Alla fine dei due mandati presidenziali di Lula, nel 2010, Bolsa Familia aveva raggiunto 50 milioni di persone e 13 milioni di famiglie, con una diminuzione della disuguaglianza sociale di 5,08 punti, il doppio di quanto successo nello stesso periodo in Russia e in Cina. Con questo piano 28 milioni di brasiliani sono usciti dalla povertà e 36 sono andati a ingrossare quella classe media che ora rappresenta poco oltre la metà della popolazione. La politica finalizzata a combattere la povertà è stata fin da principio accompagnata da un tentativo, in parte riuscito, di pacificare le favelas con le Upp, le Unità di polizia pacificatrice che operano per rendere più vivibili le zone periferiche delle megalopoli brasiliane. A questo fine sono state promosse anche altre iniziative, come lo stanziamento di decine di milioni di dollari per la costruzione di nuove unità abitative finalizzate a ospitare persone residenti in zone a rischio, e la costruzione delle Upa, piccoli centri di pronto soccorso, per chi vive lontano dal centro della città e dai grandi ospedali.

Va ricordato che “Bolsa Familia” sostituì nel 2003 il programma iniziale che si chiamava “Fome Zero”, in virtù del fatto che l’alta produttività agricola aveva fatto perdere quel carattere endemico che aveva invece il problema della sottoalimentazione. L’ultimo atto di questa politica è stato l’avvio, nel 2011, del programma “Brasil sem miseria”, la prima importante decisione presa dalla Presidente Roussef appena insediatasi alla testa della nazione carioca, che ha incluso anche “Bolsa Familia”. L’obiettivo è far uscire altri 16 milioni di persone dalla povertà (circa l’8 per cento della popolazione totale), che per diverse ragioni non erano state raggiunte dal precedente programma. Coloro che si trovano in uno stato di povertà e che si impegnano a preservare foreste e riserve riceveranno i sussidi di “Bolsa Verde”, progetto ambientalista che cerca di limitare la devastazione delle foreste per creare campi destinati all’agricoltura.

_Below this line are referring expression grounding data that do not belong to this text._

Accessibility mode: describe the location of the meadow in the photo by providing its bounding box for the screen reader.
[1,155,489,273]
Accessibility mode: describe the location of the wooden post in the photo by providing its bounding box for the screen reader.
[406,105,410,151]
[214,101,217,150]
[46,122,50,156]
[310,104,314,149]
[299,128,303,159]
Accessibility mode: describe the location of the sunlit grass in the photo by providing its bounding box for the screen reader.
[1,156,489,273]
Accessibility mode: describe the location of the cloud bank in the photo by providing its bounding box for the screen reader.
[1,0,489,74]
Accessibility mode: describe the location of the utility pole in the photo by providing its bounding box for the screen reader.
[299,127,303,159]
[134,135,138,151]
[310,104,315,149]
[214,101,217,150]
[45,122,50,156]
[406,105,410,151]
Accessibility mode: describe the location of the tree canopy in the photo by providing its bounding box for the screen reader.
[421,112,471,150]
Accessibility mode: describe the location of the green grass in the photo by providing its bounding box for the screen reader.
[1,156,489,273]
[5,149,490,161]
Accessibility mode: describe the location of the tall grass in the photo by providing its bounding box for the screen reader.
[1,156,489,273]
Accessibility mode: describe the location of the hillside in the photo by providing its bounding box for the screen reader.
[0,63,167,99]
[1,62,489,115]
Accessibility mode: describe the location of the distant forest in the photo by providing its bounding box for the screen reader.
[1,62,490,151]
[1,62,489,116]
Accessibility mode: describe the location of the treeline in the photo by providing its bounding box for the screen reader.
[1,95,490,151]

L’accesso ai servizi pubblici da un lato, e dunque educazione, sanità, acqua potabile, elettricità, e al mercato del lavoro dall’altro sono gli obiettivi del governo, che ha ora altri quattro anni per realizzarli. Per coordinare le azioni del nuovo progetto è stata prevista l’istituzione della Segreteria straordinaria per il superamento della povertà estrema, con una collaborazione tra il Distretto federale, gli Stati e i municipi che dovrà garantire reddito, inclusione produttiva e accessibilità ai servizi. La sfida per Dilma Roussef è ora mantenere questo livello di impegno in un contesto politico più difficile, vista la vittoria di misura contro la destra e il rallentamento della crescita economica, e con una popolazione che si aspetta, e lo aveva dimostrato con le proteste durante i mondiali di calcio, che questa lotta contro fame, povertà e privilegi non si fermi.

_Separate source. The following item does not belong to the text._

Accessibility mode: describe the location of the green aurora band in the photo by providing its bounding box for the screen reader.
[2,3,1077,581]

In ogni caso, i risultati finora ottenuti non sono trascurabili se si pensa che l’insieme delle politiche di inclusione sociale ha abbassato la mortalità infantile, ridotta del 58 per cento, e aumentato l’aspettativa di vita da 70 a 74 anni. Si è inoltre ridotta la forbice tra ricchi e poveri. Tra il 2002 e il 2012 il reddito del 20 per cento più povero è aumentato del 6,4 per cento mentre quello del 20 per cento più ricco solo del 2,5. Per realizzare tutto questo il 40 per cento del Pil è stato destinato alla spesa pubblica.